CHAPTER EIGHT
Nightowl (Part 2)
Inside, the Ventures was playing The 2000 Pound Bee, in adenoidal distortion. Outside, the brutal backfire of a sports car starting sprayed gravel.
Laurentine pressed her head against Bond's shoulder. She was being loving and little-girlish, at odds with her behavior earlier that day. "We should have had dinner," she said over the noise.
"We did, didn't we?"
"That little thing?"
Bond looked out at the dance floor, down the center of the converted church. A writhing mass of powdered shoulders and evening suits lit like a delirium.

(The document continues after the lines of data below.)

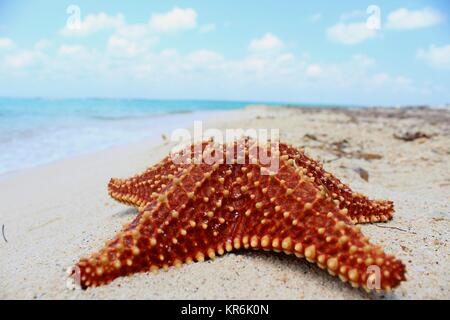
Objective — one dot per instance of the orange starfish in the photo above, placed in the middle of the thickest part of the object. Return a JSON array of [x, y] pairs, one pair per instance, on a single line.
[[193, 211], [137, 191]]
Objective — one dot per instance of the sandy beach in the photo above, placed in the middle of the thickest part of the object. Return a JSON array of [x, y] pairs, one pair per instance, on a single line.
[[54, 214]]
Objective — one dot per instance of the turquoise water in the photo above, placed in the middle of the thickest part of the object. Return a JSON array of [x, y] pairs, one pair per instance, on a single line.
[[39, 131]]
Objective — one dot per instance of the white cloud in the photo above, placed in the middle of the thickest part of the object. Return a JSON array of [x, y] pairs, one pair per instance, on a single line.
[[71, 50], [43, 44], [404, 19], [268, 42], [93, 23], [20, 60], [177, 19], [131, 40], [315, 17], [205, 56], [352, 15], [206, 28], [350, 33], [6, 43], [314, 70], [437, 57]]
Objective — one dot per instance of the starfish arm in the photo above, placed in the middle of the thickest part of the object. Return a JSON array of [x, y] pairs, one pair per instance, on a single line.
[[361, 209], [139, 190], [187, 222], [297, 217]]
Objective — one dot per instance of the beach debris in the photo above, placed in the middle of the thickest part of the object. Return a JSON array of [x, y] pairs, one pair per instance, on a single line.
[[310, 137], [340, 149], [364, 174], [411, 135], [191, 212], [3, 233], [367, 156]]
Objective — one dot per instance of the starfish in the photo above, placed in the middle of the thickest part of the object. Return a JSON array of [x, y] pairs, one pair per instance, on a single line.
[[140, 190], [190, 212]]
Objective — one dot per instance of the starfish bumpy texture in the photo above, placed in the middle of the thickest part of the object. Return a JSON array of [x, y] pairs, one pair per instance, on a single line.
[[190, 212]]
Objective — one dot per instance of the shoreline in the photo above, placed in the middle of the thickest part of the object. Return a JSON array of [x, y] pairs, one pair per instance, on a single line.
[[56, 213]]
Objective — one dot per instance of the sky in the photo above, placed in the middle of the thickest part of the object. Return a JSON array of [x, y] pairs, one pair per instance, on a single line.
[[351, 52]]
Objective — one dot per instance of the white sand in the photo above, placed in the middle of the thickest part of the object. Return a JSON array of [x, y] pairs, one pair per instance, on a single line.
[[56, 213]]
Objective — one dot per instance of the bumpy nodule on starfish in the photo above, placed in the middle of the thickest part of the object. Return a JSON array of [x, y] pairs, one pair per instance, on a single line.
[[191, 212]]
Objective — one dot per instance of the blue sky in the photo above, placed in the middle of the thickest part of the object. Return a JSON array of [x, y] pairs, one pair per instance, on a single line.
[[287, 51]]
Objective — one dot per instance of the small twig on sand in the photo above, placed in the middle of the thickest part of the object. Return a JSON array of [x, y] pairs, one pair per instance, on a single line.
[[3, 233], [396, 228]]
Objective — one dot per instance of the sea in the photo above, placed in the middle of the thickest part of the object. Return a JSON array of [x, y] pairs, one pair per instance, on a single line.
[[36, 131]]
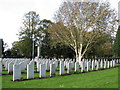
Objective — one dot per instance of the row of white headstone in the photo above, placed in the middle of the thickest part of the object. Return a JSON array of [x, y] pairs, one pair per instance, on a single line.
[[85, 66], [18, 66]]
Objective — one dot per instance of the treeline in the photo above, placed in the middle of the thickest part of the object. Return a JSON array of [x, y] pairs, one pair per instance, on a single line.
[[49, 36]]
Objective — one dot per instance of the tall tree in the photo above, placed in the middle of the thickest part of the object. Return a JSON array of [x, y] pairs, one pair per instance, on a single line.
[[117, 43], [81, 24], [28, 32]]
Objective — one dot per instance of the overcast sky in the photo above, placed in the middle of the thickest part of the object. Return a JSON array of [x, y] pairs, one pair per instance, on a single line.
[[12, 12]]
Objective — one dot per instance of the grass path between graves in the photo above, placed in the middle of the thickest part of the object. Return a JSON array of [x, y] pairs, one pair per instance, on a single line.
[[98, 79]]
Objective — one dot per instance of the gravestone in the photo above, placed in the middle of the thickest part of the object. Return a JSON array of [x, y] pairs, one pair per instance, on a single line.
[[108, 64], [111, 63], [88, 66], [101, 64], [42, 70], [38, 66], [16, 72], [82, 66], [0, 68], [97, 67], [76, 66], [52, 70], [93, 64], [105, 63], [61, 68], [72, 65], [10, 67], [30, 70], [69, 68], [47, 66]]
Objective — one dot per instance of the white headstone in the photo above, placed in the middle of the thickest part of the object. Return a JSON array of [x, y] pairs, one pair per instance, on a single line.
[[108, 64], [93, 65], [52, 69], [10, 67], [76, 66], [47, 66], [42, 70], [101, 64], [0, 68], [30, 70], [105, 63], [82, 66], [69, 68], [113, 63], [97, 67], [61, 68], [16, 72], [88, 66]]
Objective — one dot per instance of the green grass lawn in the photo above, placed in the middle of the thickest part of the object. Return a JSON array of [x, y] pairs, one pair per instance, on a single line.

She joined his gaze. "I feel out of place here."
"Why's that?"
"I don't have elbow-length gloves."
"That's ridiculous," he assured her, "you've a great face."
# # #
Laurentine insisted she was hungry after all, and they headed out as the Ventures gave way to John Coltrane and his soprano saxophone. Walking around, they found a restaurant not too far from Der Nightowl, not quite ready to close but close to it, and they went in. They were the only patrons, and Bond really couldn't blame anyone else ⸺ the interior design was more akin to a burgomeister's hunting lodge, complete with dead-eyed deer stuffed and mounted to the walls, boars in dust-covered snarls, and overturned beer barrels acting as tables.
Laurentine continued a continuous flow of chatter, skipping across topics like a flat stone flung across the placid surface of a lake, and Bond found himself enjoying the eclectic range of topics. The meal was satisfactory, although typically heavy German fare ⸺ Schweinsbraten served with Semmelknödel, a side vegetable of carrots and cabbage boiled until dead, and a basket of Buchteln rolls with Powidl in their centers. It was more of a gastronomic punishment than a meal, but Laurentine ate with gusto.
He was able to resist the sweets trolley, given that his stomach threatened to burst, but she helped herself to a Topfenstrudel.
They finished coffee after midnight and made their way via taxi back to the Kempi. Laurentine was quiet for a large part of the journey, her eyes focused not on the city passing by outside the Mercedes, but rather on the back of the passenger seat. They shared the silence.
They checked in at the desk, and Bond suggested that Laurentine could come by his room for a nightcap. "Mine," she said, "I already got the booze."
"I don't have alcohol in my room?"
"Lemme put it this way, lover boy, I know that I have drinks at mine."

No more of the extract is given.